If Jordan is the GOAT, then the era he represents is the peak of human achievement. And if that era is the peak, then the people who lived through it are the peak. It's a comforting thought. It's also a cage.
The turning point required introducing a new variable.
Finding the Shared Moment
I watched Jerry take a sip of his wine-a cheap red that he insists is better than the $75 bottle my sister brought over. It's his 'house style.' He's comfortable with it. And in that moment, I realized I didn't want to win the argument anymore. What would winning even look like? Proving to a 65-year-old man that his favorite memories are statistically inferior to a current reality he doesn't enjoy? That feels less like a debate and more like an act of cruelty. So, I did what Harper S.K. suggests when dealing with a closed loop: I introduced a new variable. I didn't argue against Jordan. I asked Jerry to tell me about the first time he saw him play live.
The transformation was instant. The aggressive finger-pointing stopped. He wasn't trying to prove a point anymore; he was sharing a piece of himself.

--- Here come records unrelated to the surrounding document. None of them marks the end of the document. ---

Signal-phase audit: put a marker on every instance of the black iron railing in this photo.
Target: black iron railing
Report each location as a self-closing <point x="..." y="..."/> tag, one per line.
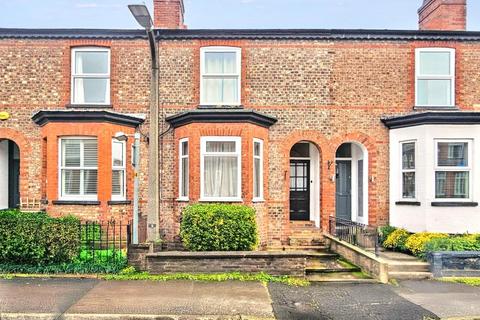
<point x="103" y="241"/>
<point x="357" y="234"/>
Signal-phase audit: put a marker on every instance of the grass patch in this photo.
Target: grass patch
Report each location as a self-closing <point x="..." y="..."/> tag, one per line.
<point x="464" y="280"/>
<point x="216" y="277"/>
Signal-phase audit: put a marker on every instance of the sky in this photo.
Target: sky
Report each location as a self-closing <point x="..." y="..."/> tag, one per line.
<point x="225" y="14"/>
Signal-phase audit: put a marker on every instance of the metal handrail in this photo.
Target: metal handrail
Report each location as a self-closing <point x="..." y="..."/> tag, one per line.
<point x="355" y="233"/>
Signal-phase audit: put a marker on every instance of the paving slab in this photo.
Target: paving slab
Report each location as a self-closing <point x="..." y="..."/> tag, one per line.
<point x="176" y="298"/>
<point x="334" y="301"/>
<point x="96" y="299"/>
<point x="445" y="299"/>
<point x="42" y="295"/>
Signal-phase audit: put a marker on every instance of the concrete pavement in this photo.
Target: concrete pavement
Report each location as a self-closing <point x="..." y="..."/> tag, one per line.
<point x="60" y="298"/>
<point x="86" y="299"/>
<point x="445" y="299"/>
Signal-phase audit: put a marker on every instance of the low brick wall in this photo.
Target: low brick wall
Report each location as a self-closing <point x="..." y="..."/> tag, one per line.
<point x="455" y="263"/>
<point x="367" y="261"/>
<point x="274" y="263"/>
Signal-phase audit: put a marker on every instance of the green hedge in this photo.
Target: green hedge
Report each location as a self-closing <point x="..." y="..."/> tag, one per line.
<point x="219" y="227"/>
<point x="36" y="238"/>
<point x="420" y="244"/>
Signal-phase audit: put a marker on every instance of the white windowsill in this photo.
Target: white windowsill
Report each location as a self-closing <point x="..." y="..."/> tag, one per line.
<point x="220" y="200"/>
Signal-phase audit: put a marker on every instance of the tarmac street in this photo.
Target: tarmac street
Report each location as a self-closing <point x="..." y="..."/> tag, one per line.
<point x="70" y="298"/>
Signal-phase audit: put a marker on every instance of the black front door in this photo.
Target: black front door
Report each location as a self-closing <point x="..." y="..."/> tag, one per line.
<point x="300" y="190"/>
<point x="343" y="193"/>
<point x="13" y="175"/>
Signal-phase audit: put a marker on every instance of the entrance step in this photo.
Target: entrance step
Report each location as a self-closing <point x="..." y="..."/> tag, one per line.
<point x="306" y="240"/>
<point x="408" y="266"/>
<point x="333" y="269"/>
<point x="410" y="275"/>
<point x="321" y="248"/>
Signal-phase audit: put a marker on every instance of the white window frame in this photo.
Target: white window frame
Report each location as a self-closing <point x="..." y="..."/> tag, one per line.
<point x="450" y="77"/>
<point x="237" y="153"/>
<point x="74" y="75"/>
<point x="180" y="169"/>
<point x="402" y="171"/>
<point x="238" y="74"/>
<point x="81" y="196"/>
<point x="123" y="168"/>
<point x="260" y="157"/>
<point x="468" y="169"/>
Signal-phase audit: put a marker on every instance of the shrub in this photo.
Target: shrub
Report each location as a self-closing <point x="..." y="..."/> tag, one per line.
<point x="218" y="227"/>
<point x="36" y="238"/>
<point x="396" y="240"/>
<point x="458" y="243"/>
<point x="416" y="242"/>
<point x="384" y="232"/>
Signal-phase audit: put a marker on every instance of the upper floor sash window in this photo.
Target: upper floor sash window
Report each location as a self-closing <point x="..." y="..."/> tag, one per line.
<point x="220" y="76"/>
<point x="90" y="76"/>
<point x="435" y="77"/>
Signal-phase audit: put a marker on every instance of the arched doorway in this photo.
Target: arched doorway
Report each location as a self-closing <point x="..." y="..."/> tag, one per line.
<point x="305" y="182"/>
<point x="351" y="182"/>
<point x="9" y="174"/>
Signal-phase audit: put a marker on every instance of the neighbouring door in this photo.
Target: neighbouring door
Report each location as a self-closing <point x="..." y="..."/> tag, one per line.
<point x="300" y="190"/>
<point x="344" y="189"/>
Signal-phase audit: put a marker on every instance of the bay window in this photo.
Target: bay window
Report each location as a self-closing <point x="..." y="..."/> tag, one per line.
<point x="183" y="169"/>
<point x="78" y="168"/>
<point x="220" y="169"/>
<point x="90" y="76"/>
<point x="257" y="170"/>
<point x="408" y="170"/>
<point x="118" y="170"/>
<point x="220" y="76"/>
<point x="435" y="77"/>
<point x="453" y="169"/>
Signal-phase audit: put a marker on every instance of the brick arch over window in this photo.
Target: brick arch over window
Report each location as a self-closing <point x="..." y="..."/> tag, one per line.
<point x="367" y="142"/>
<point x="25" y="149"/>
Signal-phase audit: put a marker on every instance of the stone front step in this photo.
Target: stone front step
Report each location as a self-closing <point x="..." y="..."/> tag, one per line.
<point x="410" y="275"/>
<point x="306" y="240"/>
<point x="408" y="267"/>
<point x="321" y="248"/>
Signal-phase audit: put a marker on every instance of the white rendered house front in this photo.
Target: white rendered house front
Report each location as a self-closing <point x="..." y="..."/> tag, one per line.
<point x="435" y="172"/>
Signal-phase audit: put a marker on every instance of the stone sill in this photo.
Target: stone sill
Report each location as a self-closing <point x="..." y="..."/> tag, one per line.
<point x="454" y="204"/>
<point x="118" y="202"/>
<point x="81" y="203"/>
<point x="408" y="203"/>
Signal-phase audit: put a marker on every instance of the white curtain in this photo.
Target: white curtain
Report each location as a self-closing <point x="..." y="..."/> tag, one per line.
<point x="221" y="171"/>
<point x="78" y="82"/>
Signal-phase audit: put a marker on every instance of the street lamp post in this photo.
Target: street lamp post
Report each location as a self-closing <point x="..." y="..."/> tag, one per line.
<point x="120" y="136"/>
<point x="141" y="14"/>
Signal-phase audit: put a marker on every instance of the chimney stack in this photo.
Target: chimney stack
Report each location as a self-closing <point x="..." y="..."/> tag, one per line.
<point x="168" y="14"/>
<point x="450" y="15"/>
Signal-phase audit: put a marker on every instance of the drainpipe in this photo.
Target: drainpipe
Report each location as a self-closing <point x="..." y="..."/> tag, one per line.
<point x="141" y="14"/>
<point x="153" y="167"/>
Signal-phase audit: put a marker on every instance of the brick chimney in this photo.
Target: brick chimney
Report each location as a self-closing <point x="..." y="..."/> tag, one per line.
<point x="443" y="15"/>
<point x="168" y="14"/>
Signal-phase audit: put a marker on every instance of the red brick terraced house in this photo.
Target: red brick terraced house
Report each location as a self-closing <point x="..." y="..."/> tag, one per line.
<point x="373" y="126"/>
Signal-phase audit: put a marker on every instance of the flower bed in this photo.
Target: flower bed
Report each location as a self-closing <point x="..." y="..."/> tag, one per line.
<point x="422" y="243"/>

He talked about the 1985 season, the way the light hit the floor in the old stadium, and the sound the net made-a specific 'snap' that he swears you don't hear anymore. He wasn't a bitter old man defending a fort; he was a kid again, witnessing something that felt like magic. We often mistake our love for a specific moment in time for a universal truth about quality. We think we're talking about the 'best,' but we're really talking about the 'first.' The first time we felt that rush of awe. The first time we felt like we understood the world. To the 15-year-old watching the game today, the current superstars are providing that same magic. They are the architects of a new set of 'Golden Age' memories that will be defended with equal fervor in 35 years. The cycle is 75% predictable and 105% human.
The Final Step Out
I eventually managed to stand up and move toward the door, a process that still took another 15 minutes of lingering by the coat rack. Jerry was still talking as I put on my shoes, his voice trailing after me with one last 'and another thing about the 90s...' But I wasn't annoyed anymore. I saw the dark pattern for what it was. It wasn't an attack on the present; it was a love letter to a past that he isn't ready to leave behind. We're all just trying to keep the lights on in the rooms where we felt most alive.
The Real Softness
Maybe the softness is in us-the way we bruise when the world moves on without asking for our permission. We hold onto these old players because they are the only ones who can still carry the weight of our younger selves.
I just hope I have the grace to admit I'm actually just talking about how much I miss being young.